A deafening flock of military planes flew over them, releasing smoke in the colors of the Azerbaijani flag. Dozens of Russian-made tanks and missile systems, Turkish-made armed personnel carriers, Belarusian-made anti-tank missiles and, of course, Israeli and Turkish drones, were on display during the December 10 parade. .
Much older and damaged tanks and missile systems captured in Armenia were chased over long platforms as the crowds booed.
Radiant Azerbaijani President Ilham Aliyev and his Turkish counterpart Recep Tayyip Erdogan watched the parade from a podium.
In his speech, Aliyev lambasted Armenia for expelling the Azeri ethnic group who lived in Armenia, Nagorno-Karabakh and the seven districts surrounding it.
“Hundreds of thousands of Azerbaijanis who lived at the time [in what is now] the Republic of Armenia was evicted from its lands, ”Aliyev said. “Our people have lived on these lands for centuries.”
He then launched a veiled threat to continue the war by calling three Armenian regions, including the capital, Yerevan, “historically Azeri lands”.
Erdogan also looked triumphant – and echoed Aliyev’s words.
“The 30-year-old injustice is over. Our support for Azerbaijan will continue, ”he said.
But will it be?
Some observers predict that the two leaders, who have different backgrounds and political goals, could go their separate ways.
Erdogan is a graduate of a religious school that advocates the ideology of Pan-Turkism, a unity of Turkish-speaking ethnic groups and nations in Turkey, northern Iran, former Soviet Central Asia, and some parts of Russia.
Aliyev, whose father and presidential predecessor Heydar was a senior Soviet KGB official, graduated from a prestigious diplomatic university in Moscow – and does not want Azerbaijanis to be treated like “second-rate Turks,” the said. analyst Malashenko.

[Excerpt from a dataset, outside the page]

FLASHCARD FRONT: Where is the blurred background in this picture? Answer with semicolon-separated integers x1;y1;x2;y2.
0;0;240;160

“It is a radical mistake to think that Azerbaijan will become Turkey’s backyard,” he said.
Three days after the parade, Aliyev praised another coxswain whose support, he said, was crucial to Azerbaijan’s victory.
“Without President Putin’s interference and efforts, the situation would have been different today,” Aliyev told a group of European officials in Baku.